Nerede eski o sıcak ilişkiler, nerede şimdiki yapmacık, ikiyüzlü sahte ilişkiler, sahte dostluklar.
Eskiden saate bakmaksızın kapısını çalabileceğimiz dostlarımız vardı.
Arka bahçemizde yaşamını sürdüren, vefalı bir ağaç gibi yaşamımızda köklenen; ihtiyaç duyduğumuzda gidip müşfik gövdesine yaslanabileceğimizden emin olduğumuz, adam gibi adam dostlarımız vardı.
En mahrem sırlarımızı verdiğimiz, en derin yaralarımızı açıp gösterdiğimiz; bizi bizden daha iyi bilen, daha iyi tanıyan; bize bizden fazla düşünen dost gibi dostlarımız vardı.

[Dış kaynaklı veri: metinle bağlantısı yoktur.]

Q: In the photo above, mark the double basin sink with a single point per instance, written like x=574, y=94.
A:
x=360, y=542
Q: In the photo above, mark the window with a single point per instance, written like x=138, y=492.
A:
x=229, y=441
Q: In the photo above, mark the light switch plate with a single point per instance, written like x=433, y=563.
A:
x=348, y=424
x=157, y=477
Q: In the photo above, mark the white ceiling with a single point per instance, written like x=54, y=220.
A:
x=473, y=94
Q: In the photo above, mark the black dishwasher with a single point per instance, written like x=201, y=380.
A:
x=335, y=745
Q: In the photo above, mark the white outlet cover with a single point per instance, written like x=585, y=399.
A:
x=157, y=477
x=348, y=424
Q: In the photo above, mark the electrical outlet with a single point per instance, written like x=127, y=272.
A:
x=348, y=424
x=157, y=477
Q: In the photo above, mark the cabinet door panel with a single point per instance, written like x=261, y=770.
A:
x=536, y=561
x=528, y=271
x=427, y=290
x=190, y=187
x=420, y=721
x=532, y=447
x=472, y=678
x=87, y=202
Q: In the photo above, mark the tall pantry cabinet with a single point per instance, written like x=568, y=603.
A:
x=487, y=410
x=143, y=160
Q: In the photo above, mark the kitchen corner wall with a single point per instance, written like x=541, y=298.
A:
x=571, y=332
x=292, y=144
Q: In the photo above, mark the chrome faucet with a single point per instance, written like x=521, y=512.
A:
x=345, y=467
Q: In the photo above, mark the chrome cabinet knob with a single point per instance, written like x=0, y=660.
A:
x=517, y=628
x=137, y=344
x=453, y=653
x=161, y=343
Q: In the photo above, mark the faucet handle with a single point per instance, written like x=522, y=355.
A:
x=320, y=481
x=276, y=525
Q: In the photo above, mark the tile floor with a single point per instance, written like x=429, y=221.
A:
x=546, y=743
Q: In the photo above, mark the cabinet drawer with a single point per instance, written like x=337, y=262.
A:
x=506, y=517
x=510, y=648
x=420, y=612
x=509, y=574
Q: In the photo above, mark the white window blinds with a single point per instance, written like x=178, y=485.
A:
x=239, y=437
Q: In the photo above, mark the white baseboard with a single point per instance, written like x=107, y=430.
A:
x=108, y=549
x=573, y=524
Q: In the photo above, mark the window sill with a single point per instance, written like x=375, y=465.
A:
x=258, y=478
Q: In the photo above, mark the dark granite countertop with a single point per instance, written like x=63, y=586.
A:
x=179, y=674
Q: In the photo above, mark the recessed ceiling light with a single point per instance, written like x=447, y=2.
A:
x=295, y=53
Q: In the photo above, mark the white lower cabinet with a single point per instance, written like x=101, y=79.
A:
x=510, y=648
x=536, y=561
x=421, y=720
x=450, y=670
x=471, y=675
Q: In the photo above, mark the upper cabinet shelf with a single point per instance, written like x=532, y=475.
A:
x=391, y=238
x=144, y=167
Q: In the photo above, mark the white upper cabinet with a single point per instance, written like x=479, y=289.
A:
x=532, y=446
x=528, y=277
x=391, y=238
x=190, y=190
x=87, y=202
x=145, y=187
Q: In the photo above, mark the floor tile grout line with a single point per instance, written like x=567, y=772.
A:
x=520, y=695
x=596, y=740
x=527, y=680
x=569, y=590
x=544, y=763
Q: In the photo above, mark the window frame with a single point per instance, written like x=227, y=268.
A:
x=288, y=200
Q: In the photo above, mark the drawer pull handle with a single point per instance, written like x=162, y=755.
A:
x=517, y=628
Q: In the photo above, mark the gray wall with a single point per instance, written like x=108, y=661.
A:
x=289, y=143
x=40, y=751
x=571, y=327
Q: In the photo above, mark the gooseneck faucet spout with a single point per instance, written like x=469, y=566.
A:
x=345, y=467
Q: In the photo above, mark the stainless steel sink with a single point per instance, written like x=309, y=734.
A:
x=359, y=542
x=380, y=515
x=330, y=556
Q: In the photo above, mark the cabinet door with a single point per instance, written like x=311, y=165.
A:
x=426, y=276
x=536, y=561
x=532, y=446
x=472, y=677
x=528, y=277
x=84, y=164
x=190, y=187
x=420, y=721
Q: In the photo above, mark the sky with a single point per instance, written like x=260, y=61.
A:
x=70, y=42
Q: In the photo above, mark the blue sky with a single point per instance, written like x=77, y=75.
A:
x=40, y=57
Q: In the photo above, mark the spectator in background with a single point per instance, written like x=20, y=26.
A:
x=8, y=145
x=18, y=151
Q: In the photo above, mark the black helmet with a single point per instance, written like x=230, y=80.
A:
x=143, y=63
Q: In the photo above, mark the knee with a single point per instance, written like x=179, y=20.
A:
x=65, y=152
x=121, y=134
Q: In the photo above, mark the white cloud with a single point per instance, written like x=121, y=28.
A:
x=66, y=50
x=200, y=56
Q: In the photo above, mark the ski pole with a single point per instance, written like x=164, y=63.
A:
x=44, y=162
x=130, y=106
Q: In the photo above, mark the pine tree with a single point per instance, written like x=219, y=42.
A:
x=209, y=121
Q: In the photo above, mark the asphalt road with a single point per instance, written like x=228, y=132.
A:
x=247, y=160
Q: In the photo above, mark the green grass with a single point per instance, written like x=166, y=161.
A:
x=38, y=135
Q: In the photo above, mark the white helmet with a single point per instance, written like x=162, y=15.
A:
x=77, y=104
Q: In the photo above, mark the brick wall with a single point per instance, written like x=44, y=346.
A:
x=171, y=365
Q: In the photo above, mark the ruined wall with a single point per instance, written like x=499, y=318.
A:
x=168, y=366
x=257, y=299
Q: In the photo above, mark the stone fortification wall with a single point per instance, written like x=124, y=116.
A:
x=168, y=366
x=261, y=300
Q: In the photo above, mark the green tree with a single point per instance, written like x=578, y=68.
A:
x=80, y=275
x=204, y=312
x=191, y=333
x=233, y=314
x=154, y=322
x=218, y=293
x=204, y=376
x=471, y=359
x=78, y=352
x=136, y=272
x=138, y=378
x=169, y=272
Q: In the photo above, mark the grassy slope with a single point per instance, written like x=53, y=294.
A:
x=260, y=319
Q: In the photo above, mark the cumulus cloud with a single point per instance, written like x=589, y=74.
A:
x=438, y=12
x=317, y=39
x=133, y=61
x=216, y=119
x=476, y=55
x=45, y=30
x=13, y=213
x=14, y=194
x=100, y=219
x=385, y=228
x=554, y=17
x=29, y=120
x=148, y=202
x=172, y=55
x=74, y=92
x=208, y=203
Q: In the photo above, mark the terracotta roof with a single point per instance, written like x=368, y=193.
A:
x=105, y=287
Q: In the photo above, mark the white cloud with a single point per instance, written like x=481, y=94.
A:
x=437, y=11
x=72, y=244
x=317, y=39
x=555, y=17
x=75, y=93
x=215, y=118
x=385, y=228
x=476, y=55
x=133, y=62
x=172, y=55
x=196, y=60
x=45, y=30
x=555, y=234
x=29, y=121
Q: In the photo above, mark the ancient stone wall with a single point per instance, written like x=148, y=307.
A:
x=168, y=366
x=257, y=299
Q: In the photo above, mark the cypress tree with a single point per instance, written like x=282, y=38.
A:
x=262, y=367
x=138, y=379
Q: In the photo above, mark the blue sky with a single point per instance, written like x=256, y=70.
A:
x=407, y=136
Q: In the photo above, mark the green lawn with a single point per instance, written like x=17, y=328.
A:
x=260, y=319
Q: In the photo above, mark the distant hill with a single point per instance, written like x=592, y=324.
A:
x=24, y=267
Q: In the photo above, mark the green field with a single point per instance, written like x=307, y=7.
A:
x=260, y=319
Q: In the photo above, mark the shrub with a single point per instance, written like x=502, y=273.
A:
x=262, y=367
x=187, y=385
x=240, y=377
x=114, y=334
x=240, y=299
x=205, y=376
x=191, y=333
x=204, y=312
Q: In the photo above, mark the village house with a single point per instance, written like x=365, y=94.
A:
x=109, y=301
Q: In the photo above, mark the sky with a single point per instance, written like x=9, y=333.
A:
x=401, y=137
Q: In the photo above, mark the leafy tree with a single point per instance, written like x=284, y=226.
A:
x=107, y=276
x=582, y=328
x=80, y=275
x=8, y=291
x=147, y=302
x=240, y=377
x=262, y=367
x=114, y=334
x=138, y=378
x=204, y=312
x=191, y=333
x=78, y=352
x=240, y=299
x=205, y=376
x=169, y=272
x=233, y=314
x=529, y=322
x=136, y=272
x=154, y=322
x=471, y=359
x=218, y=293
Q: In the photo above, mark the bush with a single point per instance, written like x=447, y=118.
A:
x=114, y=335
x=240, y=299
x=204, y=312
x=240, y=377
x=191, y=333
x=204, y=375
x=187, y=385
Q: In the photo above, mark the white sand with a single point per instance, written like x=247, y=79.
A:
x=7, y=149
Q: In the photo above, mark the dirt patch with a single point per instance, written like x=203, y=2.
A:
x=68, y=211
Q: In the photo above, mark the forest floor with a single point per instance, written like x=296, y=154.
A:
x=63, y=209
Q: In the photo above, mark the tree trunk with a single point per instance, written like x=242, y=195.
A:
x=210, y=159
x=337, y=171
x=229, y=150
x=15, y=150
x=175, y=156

Sadece alkışlandığımızda değil, asıl yuhalandığında yanımızda olup, kolumuza giren;
âlem içinde iken bizi övüp, baş başa iken bize söven; ama o övdüğünde de sövdüğünde de bunun dostluğumuzun gereği olduğunu bildiğimiz canlarımız vardı.
Gözbebeklerimiz buğulandığında, yaklaşan fırtınayı sezen; ağladığımız zaman, onun da gözünden yaş gelen dost gibi dostlar(ımız)dı onlar.
Şu günlerde parmakla sayılacak kadar azaldı bu insanlar.
Tek tük kaldı, o adam gibi adamlardan.
İşte tek tük kalan, adam gibi o adamlardan biridir Cengiz Gökçe…
* * *
Onu Alanya Kaymakamı olduğu yıllarda (1997 -2002) tanıdım.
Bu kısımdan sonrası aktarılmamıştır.